Short answers, pulled from the story.

What is Sonnet 18 by William Shakespeare about?

Sonnet 18 asks whether the speaker should compare a person known as the Fair Youth to a summer's day, then argues that the Fair Youth surpasses summer because summer is temporary and subject to change. The poem promises the Fair Youth will live forever in its lines, though it contains almost no description of the young man himself, preserving instead vivid descriptions of a summer's day.

When was Sonnet 18 first published?

Sonnet 18 was first published in 1609 as part of a collection of 154 sonnets by William Shakespeare. It appears in the Fair Youth sequence, which comprises sonnets 1 through 126 in the numbering that comes from that first edition.

What is the structure and rhyme scheme of Shakespeare's Sonnet 18?

Sonnet 18 is a Shakespearean sonnet with 14 lines of iambic pentameter, divided into three quatrains followed by a closing couplet.

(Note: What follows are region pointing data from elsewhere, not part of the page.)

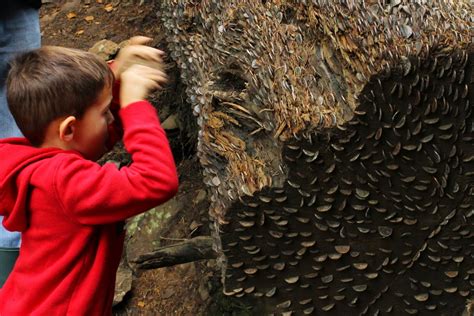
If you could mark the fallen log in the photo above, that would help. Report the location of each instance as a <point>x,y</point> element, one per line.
<point>336,139</point>
<point>195,249</point>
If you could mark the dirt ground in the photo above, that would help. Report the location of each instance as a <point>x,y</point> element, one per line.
<point>188,289</point>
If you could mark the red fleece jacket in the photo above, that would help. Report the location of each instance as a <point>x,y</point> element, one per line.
<point>70,212</point>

Its rhyme scheme is ABAB CDCD EFEF GG. The poem also contains a volta, or shift in subject, beginning with the third quatrain.

Who is the Fair Youth in Sonnet 18?

The Fair Youth is the unnamed subject addressed in Sonnet 18 and throughout sonnets 1 through 126 in Shakespeare's sequence. The poem does not identify the young man by name; scholars have debated his identity without reaching a settled conclusion from the text itself.

What does the word 'untrimmed' mean in Sonnet 18?

"Untrimmed" in line eight of Sonnet 18 carries two meanings: the loss of decoration and fanciness over time, and the image of a ship with sails not adjusted to shifting winds. The second reading, combined with the phrase "nature's changing course", creates an oxymoron suggesting that the only constant in nature is change itself.

Who has recorded Shakespeare's Sonnet 18?

Musicians who have recorded Sonnet 18 include Bryan Ferry, who set it for the 1997 album Diana, Princess of Wales: Tribute, and Paul Kelly, who recorded it for his 2016 album Seven Sonnets & a Song. David Gilmour and Chuck Liddell have also recorded versions.